A diagnosis of tuberculosis (TB) relies on acid-fast bacilli (AFB) smear and culture results. Two rapid tests that use nucleic acid amplification (NAA) have been approved by the US Food and Drug Administration for the diagnosis of TB based on detection of Mycobacterium tuberculosis from specimens obtained from the respiratory tract. We evaluated the performance of NAA testing under field conditions in a large urban setting with moderate TB prevalence.


The medical records of patients with suspected TB during 2000-2004 were reviewed. Analysis was restricted to the performance of NAA on specimens collected within 7 days after the initiation of treatment for TB. The assay's sensitivity, specificity, and positive and negative predictive values (PPV and NPV, respectively) were evaluated.

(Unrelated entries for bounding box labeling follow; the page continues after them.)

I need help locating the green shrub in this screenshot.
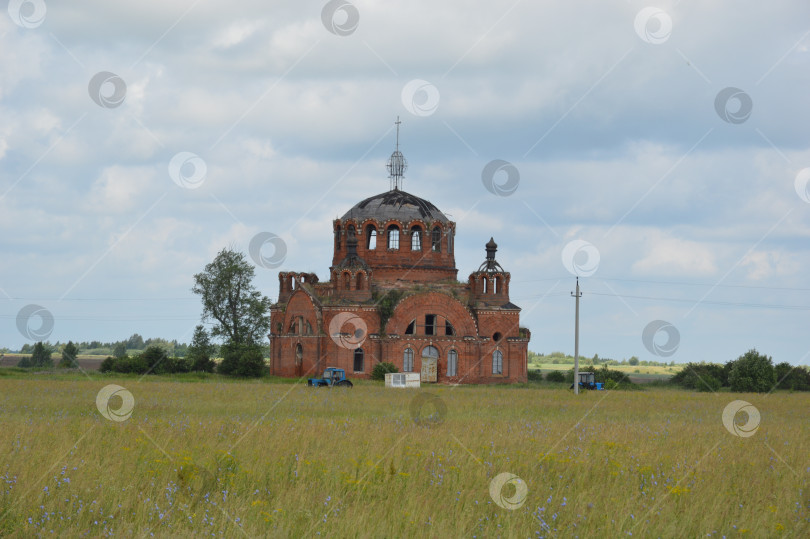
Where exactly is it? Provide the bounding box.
[670,361,734,391]
[217,343,265,377]
[17,356,34,369]
[371,362,398,380]
[98,356,115,372]
[728,348,776,393]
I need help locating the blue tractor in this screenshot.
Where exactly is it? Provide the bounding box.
[307,367,354,387]
[571,372,605,391]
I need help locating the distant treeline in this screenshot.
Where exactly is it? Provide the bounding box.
[0,333,197,357]
[529,351,675,367]
[669,349,810,393]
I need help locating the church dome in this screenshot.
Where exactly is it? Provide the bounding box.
[341,189,450,224]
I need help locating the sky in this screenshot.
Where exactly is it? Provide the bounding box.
[0,0,810,365]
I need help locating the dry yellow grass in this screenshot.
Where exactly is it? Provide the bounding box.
[0,377,810,537]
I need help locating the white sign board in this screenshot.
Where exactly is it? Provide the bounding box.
[385,372,420,387]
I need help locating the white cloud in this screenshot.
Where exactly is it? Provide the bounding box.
[632,231,717,278]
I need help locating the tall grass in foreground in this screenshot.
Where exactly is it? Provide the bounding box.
[0,377,810,537]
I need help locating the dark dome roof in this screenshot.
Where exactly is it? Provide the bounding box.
[341,189,450,224]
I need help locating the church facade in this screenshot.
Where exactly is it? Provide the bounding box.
[269,130,531,384]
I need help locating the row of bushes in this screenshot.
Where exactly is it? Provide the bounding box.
[528,366,636,389]
[670,349,810,393]
[99,344,266,377]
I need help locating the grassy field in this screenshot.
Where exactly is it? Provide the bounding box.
[0,373,810,537]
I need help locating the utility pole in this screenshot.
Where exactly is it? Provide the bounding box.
[571,277,582,395]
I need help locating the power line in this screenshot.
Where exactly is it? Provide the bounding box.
[515,292,810,311]
[512,277,810,292]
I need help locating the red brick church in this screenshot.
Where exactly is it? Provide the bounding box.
[269,123,531,384]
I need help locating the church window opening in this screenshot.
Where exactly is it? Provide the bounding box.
[492,350,503,374]
[366,225,377,250]
[425,314,436,335]
[402,348,413,372]
[354,348,365,372]
[447,350,458,376]
[388,225,399,249]
[411,226,422,251]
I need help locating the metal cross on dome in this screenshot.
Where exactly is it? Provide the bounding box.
[386,116,408,191]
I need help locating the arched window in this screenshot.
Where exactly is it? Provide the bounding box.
[366,225,377,250]
[447,350,458,376]
[430,227,442,253]
[411,226,422,251]
[492,350,503,374]
[402,348,413,372]
[388,225,399,249]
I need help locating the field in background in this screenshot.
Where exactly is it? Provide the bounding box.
[0,354,107,371]
[0,375,810,537]
[529,363,672,384]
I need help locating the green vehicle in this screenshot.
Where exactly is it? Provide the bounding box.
[307,367,354,387]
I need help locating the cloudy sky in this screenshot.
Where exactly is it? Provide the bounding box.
[0,0,810,364]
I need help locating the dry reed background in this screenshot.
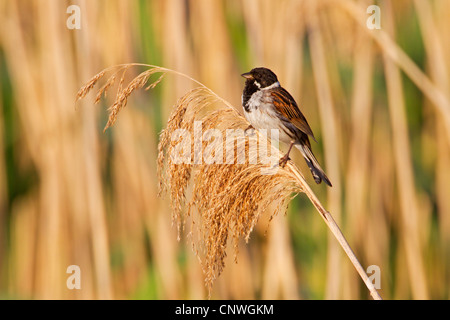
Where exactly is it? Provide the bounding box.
[0,0,450,299]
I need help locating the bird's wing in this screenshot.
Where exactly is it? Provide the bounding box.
[271,87,317,142]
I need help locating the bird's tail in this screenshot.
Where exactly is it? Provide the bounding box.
[295,144,332,187]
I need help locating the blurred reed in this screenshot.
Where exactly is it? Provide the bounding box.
[0,0,450,299]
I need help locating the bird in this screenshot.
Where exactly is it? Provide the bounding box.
[241,67,332,187]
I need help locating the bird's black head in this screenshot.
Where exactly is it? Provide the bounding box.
[242,68,278,90]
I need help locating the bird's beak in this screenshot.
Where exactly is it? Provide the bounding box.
[241,72,253,79]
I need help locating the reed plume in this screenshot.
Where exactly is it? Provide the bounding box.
[76,64,381,299]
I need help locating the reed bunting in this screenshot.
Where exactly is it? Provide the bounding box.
[242,68,331,187]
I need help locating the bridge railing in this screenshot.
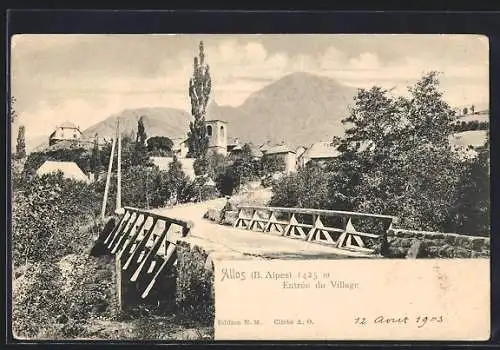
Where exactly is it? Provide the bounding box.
[103,207,193,299]
[233,205,398,253]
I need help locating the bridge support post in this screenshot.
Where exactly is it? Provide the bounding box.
[115,255,124,314]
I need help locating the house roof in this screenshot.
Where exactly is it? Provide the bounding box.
[250,144,262,158]
[261,145,295,154]
[205,119,228,124]
[303,141,340,159]
[150,157,196,179]
[36,160,89,183]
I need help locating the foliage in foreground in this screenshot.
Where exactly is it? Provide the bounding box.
[271,73,490,235]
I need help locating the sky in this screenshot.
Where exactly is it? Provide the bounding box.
[11,34,489,148]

The proportion of patients with confirmed or suspected TB whose respiratory tract specimens were tested by use of NAA increased from 429 (12.9%) of 3334 patients in 2000 to 527 (15.6%) of 3386 patients in 2004; NAA testing among patients whose respiratory tract specimens tested positive for AFB increased from 415 (43.6%) of 952 patients in 2000 to 487 (55.5%) of 877 patients in 2004 (P < .001 for both trends). Of the 16,511 patients being evaluated for pulmonary TB, 4642 (28.1%) had specimens that tested positive for AFB on smear. Of those 4642 patients, 2241 (48.3%) had NAA performed on their specimens. Of those 2241 patients, 1279 (57.1%) had positive test results. Of those 1279 patients, 1262 (98.7%) were confirmed to have TB. For 1861 (40.1%) of the 4642 patients whose specimens tested positive for AFB on smear, the NAA test had a sensitivity of 96.0%, a specificity of 95.3%, a PPV of 98.0%, and an NPV of 90.9%. For 158 patients whose specimens tested negative for AFB on smear, the NAA test had a sensitivity of 79.3%, a specificity of 80.3%, a PPV of 83.1%, and an NPV of 76.0%, respectively. For the 215 specimens that tested positive for AFB by smear, we found a sensitivity, specificity, PPV, and NPV of 97.5%, 93.6%, 95.1%, and 96.8%, respectively. A high-grade smear was associated with a better test performance.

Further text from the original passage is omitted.